- So I got a press release earlier today about a game that's about to appear in stores, and something caught my eye: "Get ready to crank up the speakers once again, as Activision’s Guitar Hero II prepares for its highly anticipated world tour onto next-gen videogame consoles by announcing it has gone green, and is now ready for production on the Microsoft Xbox 360."

Wait - gone _green_? When I worked in the industry, though this was admittedly 4 or 5 years ago now, 'gone gold' was always the standard, and it's still being used in press commentary even now. However, 'gone gold' does confuse people sometimes because they think of it like a gold or platinum record - something to do with sales, as opposed to the gold master that gets shipped for duplication.

Anyhow, I pinged RedOctane's Bryan Lam on this very question, since he helped craft the press release, and he kindly replied, explaining that 'gone green' is "...Microsoft’s version of going gold, and we felt it was appropriate to use the term “gone green” to highlight our initial efforts to bring the Guitar Hero franchise onto the Xbox 360 and other next-gen platforms. Not to mention, it's also St.
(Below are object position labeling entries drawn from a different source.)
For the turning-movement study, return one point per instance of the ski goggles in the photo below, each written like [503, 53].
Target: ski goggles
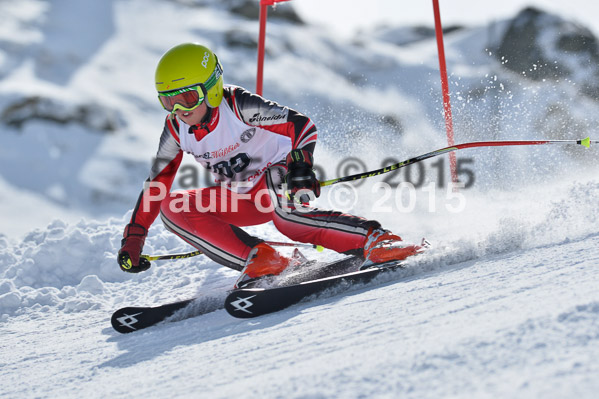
[190, 97]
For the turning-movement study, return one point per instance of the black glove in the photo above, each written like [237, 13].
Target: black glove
[129, 258]
[300, 176]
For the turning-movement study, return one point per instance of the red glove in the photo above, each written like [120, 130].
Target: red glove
[129, 258]
[301, 176]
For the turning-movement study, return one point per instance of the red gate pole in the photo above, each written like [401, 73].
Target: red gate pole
[445, 89]
[264, 4]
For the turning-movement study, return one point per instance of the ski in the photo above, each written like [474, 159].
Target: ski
[134, 318]
[253, 302]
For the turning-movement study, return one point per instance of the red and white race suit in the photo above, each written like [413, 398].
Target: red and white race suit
[243, 143]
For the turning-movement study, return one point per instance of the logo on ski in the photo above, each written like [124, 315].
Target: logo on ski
[129, 320]
[243, 304]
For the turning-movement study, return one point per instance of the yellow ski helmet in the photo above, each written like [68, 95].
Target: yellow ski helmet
[187, 65]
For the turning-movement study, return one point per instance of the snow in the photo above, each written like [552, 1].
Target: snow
[505, 304]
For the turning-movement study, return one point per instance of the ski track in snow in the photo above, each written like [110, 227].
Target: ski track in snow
[520, 324]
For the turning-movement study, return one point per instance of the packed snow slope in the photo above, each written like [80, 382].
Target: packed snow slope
[505, 304]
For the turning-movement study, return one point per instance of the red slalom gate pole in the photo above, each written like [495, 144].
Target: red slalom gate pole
[264, 4]
[445, 89]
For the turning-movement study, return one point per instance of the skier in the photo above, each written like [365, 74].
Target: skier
[261, 154]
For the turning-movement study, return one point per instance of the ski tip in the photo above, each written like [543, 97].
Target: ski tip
[586, 142]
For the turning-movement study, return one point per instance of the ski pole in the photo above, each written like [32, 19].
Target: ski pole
[319, 248]
[584, 142]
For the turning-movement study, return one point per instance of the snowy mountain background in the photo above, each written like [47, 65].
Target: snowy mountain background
[504, 305]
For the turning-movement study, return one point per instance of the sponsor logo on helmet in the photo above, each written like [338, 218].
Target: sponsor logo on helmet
[258, 118]
[206, 59]
[248, 134]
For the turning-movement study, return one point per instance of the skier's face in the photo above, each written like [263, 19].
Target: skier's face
[193, 117]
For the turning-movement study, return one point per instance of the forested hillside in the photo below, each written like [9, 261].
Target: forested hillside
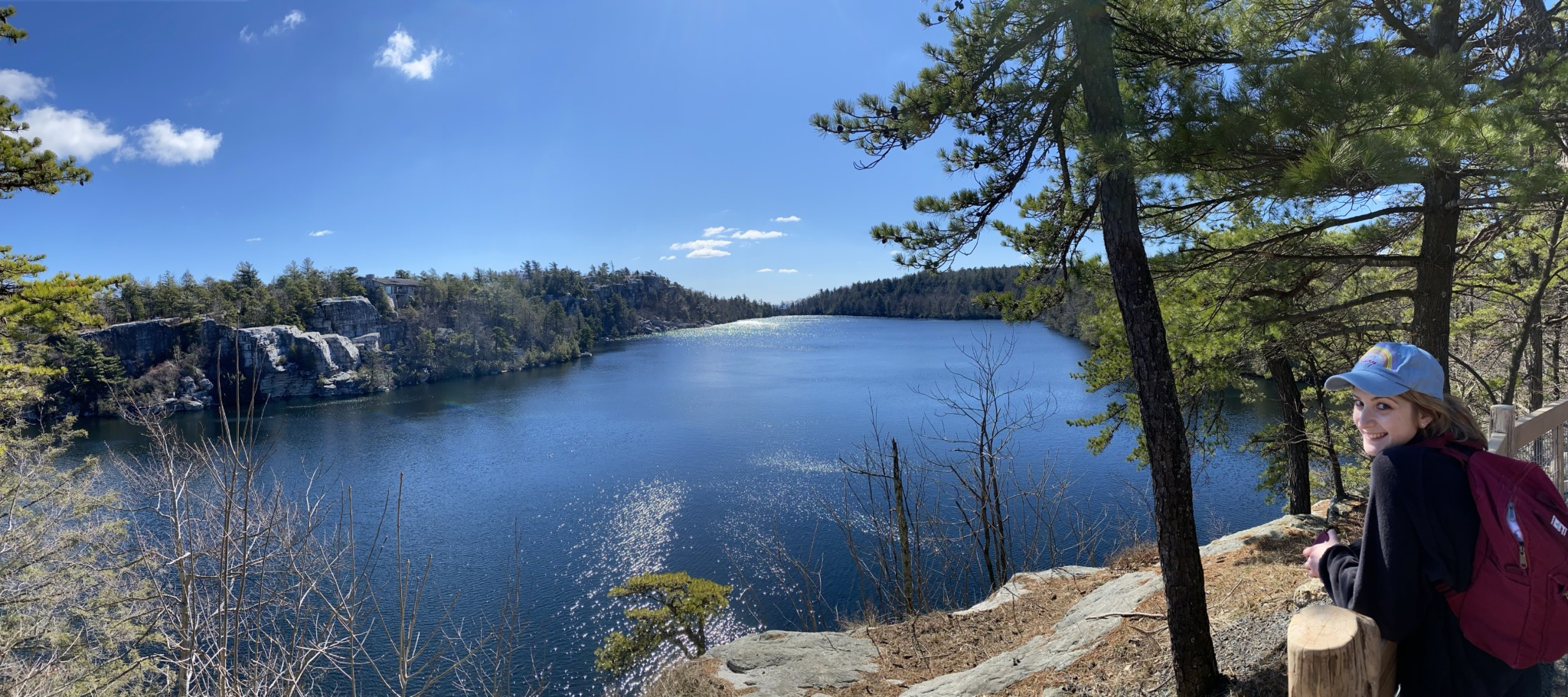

Patty's Day coming up! The phrase isn’t often used within the enthusiast press, though it’s an acknowledged term within the industry."

In fact, yep, a Google search for the term reveals that pretty much only RedOctane and Activision have come out in favor of talking in public about this new term - presumably Microsoft's reference that the game is getting a green light to be manufactured [EDIT: Also because lots of X360-related things are green!], and doing away with the concept that you're burning a gold-colored CDR or whatever - which makes sense. But how far can 'gone green' go as a phrase? I, for one, welcome our new green overlords.